Peterson also argues that many borrowers do not know who to talk to when they are having problems with their loan. However, the servicer, who is usually not the originating lender, should be able to provide any information about the loan and the borrowers should certainly know who the servicer is, since that is where they send their mortgage payment. MERS even has a webpage for homeowners who have questions about the mortgage. If the borrower needs to renegotiate a mortgage, then it is the servicer, not the originating lender, that can make changes to the loan agreement or offer some other remedy, if any. The MERS webpage also has links to other sites that may help borrowers with their mortgage. It even provides a procedure for disputing any information in a MERS record, although it is not clear how a borrower would even know what was in the record.
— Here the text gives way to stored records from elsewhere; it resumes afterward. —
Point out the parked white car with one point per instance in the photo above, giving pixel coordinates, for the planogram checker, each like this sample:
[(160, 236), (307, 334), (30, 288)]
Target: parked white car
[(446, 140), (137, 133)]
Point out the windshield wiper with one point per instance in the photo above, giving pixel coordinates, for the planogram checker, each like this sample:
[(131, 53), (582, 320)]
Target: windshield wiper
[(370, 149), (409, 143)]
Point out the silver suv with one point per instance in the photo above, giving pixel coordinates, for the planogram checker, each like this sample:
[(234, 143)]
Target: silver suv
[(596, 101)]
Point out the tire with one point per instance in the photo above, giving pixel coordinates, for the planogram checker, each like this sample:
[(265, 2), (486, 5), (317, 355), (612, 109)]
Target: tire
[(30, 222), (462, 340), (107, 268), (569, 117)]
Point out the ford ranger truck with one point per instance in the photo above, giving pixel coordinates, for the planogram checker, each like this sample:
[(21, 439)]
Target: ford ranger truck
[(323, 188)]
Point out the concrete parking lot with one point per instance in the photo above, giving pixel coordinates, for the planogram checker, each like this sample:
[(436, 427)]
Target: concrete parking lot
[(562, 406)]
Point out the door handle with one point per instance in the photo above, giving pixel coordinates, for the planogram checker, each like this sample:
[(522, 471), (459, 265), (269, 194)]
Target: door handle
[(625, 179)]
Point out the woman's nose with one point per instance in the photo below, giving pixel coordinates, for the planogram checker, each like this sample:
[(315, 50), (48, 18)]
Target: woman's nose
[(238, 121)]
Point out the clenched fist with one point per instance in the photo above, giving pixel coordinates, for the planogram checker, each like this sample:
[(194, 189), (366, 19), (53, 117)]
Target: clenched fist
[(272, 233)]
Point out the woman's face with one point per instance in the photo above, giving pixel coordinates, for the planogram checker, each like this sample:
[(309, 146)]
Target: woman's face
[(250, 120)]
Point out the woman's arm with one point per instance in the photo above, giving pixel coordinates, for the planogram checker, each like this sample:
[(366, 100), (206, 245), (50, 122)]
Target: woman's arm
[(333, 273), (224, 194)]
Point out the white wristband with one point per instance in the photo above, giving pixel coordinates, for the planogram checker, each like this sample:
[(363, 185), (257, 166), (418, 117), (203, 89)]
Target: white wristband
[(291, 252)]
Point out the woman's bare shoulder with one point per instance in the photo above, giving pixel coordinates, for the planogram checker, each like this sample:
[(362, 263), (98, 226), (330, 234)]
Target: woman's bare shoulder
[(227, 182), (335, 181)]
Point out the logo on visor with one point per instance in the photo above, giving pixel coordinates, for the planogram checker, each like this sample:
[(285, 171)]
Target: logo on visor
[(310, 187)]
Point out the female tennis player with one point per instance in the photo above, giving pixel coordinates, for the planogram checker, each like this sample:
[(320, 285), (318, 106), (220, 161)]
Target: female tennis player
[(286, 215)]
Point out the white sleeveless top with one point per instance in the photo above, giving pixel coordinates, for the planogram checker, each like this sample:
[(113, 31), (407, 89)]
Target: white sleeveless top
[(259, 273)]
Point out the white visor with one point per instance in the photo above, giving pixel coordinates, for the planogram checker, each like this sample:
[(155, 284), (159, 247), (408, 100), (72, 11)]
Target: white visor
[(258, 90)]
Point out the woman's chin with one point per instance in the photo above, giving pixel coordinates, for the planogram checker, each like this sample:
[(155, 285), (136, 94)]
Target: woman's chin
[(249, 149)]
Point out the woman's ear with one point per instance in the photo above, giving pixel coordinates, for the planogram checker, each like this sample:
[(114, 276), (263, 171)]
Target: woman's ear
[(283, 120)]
Peterson states "Some state Supreme Court justices are likely to resent turning over the county recorder's democratically maintained recording system enshrined in law by the democratically elected legislature to a bank-owned shell company." Although I do not know the details of how MERS actually works, it seems that the financial institutions are simply using contracts and contract law to overcome deficiencies imposed by government that is more interested in protecting union jobs than it is in providing cheap and efficient service for taxpayers, although this seems to be changing, since, according to the testimony, 480 jurisdictions now offer fully electronic recording of mortgages and mortgage assignments.

Peterson seems to believe that MERS is undermining democracy by circumventing the inefficiency of county governments privately rather than through the electoral process, but democracy never has direct control over how the government works, and reforms take years to effectuate. Furthermore, any reform that lowers the cost of government by eliminating unionized jobs will be strongly opposed by the unions.

MERS, and the financial institutions that use it, are simply using their freedom to contract to lower their costs of doing business. No doubt MERS will encounter legal problems as it comes under increasing scrutiny by the courts, but like any individual or corporation that tries to find its way through the maze of American law, it will adjust its operations as needed.

Peterson also argues that MERS contributed to the foreclosure crisis. I have argued for several years that the main cause of the Great Recession as allowing loan originators to pass their credit default risk to investors of securitized loans. While MERS lowers the cost of securitization, which is why the corporation was created, it did not legally allow the loan originators to pass on their credit default risk — the law allowed that.